Chapter 10: Review of Inferential Statistics

The goal of statistical inference is to use sample data to estimate a parameter (a statistic about the population) or determine whether to believe a claim that has been made about the population. We never actually observe the parameter we are interested in; instead we use an estimate of the parameter based on data from a sample. The sample estimate is almost always different from the claimed value of the parameter. There are then two possibilities: the difference (between the estimate and the claim) may be real or it may be due to chance. Thus, the fundamental question of statistical inference becomes, Is the difference real or due to chance?

To answer the fundamental question, we require a model for the data generation process, or DGP. The DGP describes how each observation in the data set was produced. It usually contains a description of the chance process at work. Given a DGP and certain parameter values, we can calculate the probability of observing particular ranges of outcomes.
In this chapter,we try to clarify these complicated issues by reviewing basic concepts of inference from introductory statistics. Our approach is somewhat unusual in that we downplay the mathematical formalism and instead emphasize the logic of statistical inference. We borrow the extremely useful metaphor of a box model from Freedman, Pisani, and Purves (1998). The box model is a way of concretely representing a random variable. In this chapter, we will distinguish between two basic types of box models – we call them coin-flip and polling box models. Though these models differ in important respects, it turns out that we can answer the fundamental question of inference in the same way with both models.

In subsequent chapters, we will develop additional box models that are designed to handle the more complicated situations arising when one examines data from observational studies.

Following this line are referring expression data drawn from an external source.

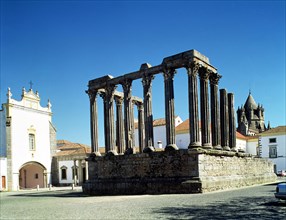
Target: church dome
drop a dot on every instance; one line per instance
(250, 103)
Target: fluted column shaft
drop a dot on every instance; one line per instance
(224, 120)
(148, 115)
(232, 126)
(194, 131)
(169, 107)
(204, 98)
(141, 135)
(93, 122)
(109, 119)
(215, 121)
(119, 125)
(128, 115)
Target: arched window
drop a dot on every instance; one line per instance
(32, 143)
(63, 172)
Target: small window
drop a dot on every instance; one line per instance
(272, 151)
(272, 140)
(32, 145)
(64, 173)
(74, 173)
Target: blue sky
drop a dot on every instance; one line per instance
(61, 45)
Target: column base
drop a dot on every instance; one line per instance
(130, 151)
(171, 147)
(207, 146)
(95, 154)
(226, 148)
(194, 145)
(148, 149)
(111, 153)
(218, 147)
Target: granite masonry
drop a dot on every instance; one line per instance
(210, 165)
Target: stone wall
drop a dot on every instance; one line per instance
(181, 171)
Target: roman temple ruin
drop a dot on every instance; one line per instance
(211, 161)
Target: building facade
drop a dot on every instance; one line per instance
(273, 146)
(69, 165)
(28, 142)
(250, 118)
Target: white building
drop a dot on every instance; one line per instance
(69, 165)
(273, 146)
(28, 140)
(159, 129)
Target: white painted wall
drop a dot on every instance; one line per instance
(27, 115)
(69, 164)
(3, 171)
(3, 132)
(240, 144)
(280, 161)
(251, 146)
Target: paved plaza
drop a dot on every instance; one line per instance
(256, 202)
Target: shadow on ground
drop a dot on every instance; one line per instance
(58, 193)
(255, 208)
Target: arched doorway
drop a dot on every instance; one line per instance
(31, 175)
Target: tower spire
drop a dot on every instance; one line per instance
(31, 85)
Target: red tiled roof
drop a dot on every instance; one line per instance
(66, 148)
(279, 129)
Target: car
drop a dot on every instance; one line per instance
(281, 191)
(281, 173)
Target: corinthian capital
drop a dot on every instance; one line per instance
(92, 95)
(147, 80)
(127, 88)
(204, 73)
(193, 68)
(214, 78)
(169, 74)
(109, 92)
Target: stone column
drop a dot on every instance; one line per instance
(128, 117)
(224, 124)
(79, 173)
(170, 109)
(141, 135)
(215, 122)
(102, 95)
(119, 125)
(204, 74)
(232, 126)
(86, 170)
(148, 115)
(109, 120)
(93, 123)
(74, 173)
(194, 130)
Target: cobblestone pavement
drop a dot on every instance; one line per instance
(256, 202)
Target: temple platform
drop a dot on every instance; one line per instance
(177, 171)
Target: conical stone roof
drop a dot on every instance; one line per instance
(250, 103)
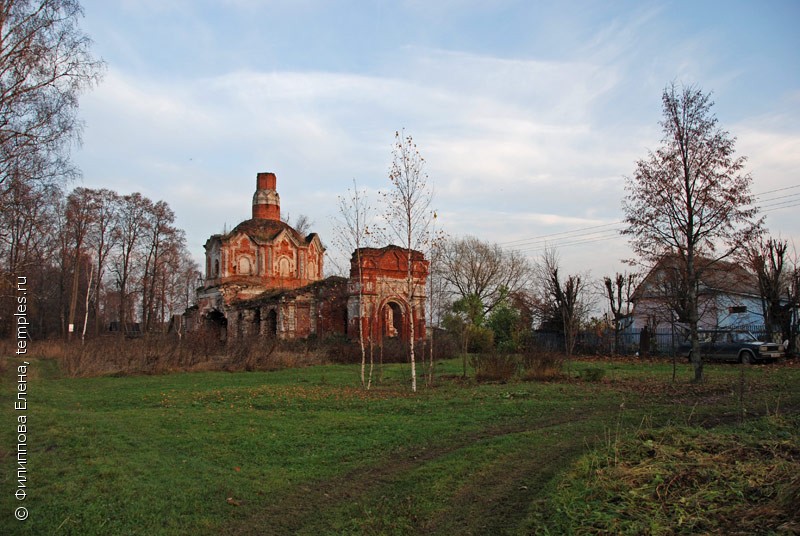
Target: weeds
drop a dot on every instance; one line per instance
(686, 480)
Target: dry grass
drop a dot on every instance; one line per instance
(160, 354)
(542, 365)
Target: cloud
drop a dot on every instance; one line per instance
(515, 147)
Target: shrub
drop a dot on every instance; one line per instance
(494, 366)
(480, 339)
(542, 365)
(592, 374)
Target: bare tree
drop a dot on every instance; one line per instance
(161, 242)
(619, 292)
(80, 218)
(559, 296)
(45, 65)
(353, 232)
(474, 267)
(769, 260)
(129, 233)
(101, 241)
(409, 217)
(690, 198)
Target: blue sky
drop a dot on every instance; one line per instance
(529, 114)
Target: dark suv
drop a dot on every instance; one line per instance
(734, 345)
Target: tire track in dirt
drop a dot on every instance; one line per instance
(297, 510)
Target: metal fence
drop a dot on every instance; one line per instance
(662, 342)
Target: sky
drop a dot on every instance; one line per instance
(529, 114)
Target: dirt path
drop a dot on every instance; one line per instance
(496, 498)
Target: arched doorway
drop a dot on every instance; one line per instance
(272, 323)
(393, 321)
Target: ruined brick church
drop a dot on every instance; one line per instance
(263, 278)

We will, however, be able to use the basic strategy outlined in this chapter to answer the question of whether the difference is real or due to chance.

The next section introduces the box model as a metaphor for handling chance processes. Sections 10.3 and 10.4 introduce the two fundamental box models and demonstrate how they work.We then present a review of hypothesis testing and follow up with the concept of a consistent estimator. Finally, we explain the algebra of expectations – a set of rules that are useful for computing the expected value and standard deviation of random variables.

We will call on the box model metaphor over and over again throughout the rest of this book. We will almost always employ Monte Carlo analysis to demonstrate properties of the various box models. On occasion, we will make use of results from the algebra of expectations to provide an alternative, more rigorous derivation of these properties.

Although the experienced statistics student may wish to skip this review chapter, we recommend a quick perusal of the material if only to ensure that the box model metaphor makes sense. Of course, every student can benefit from a detailed review to sharpen the crucial skills and concepts learned in an introductory statistics course.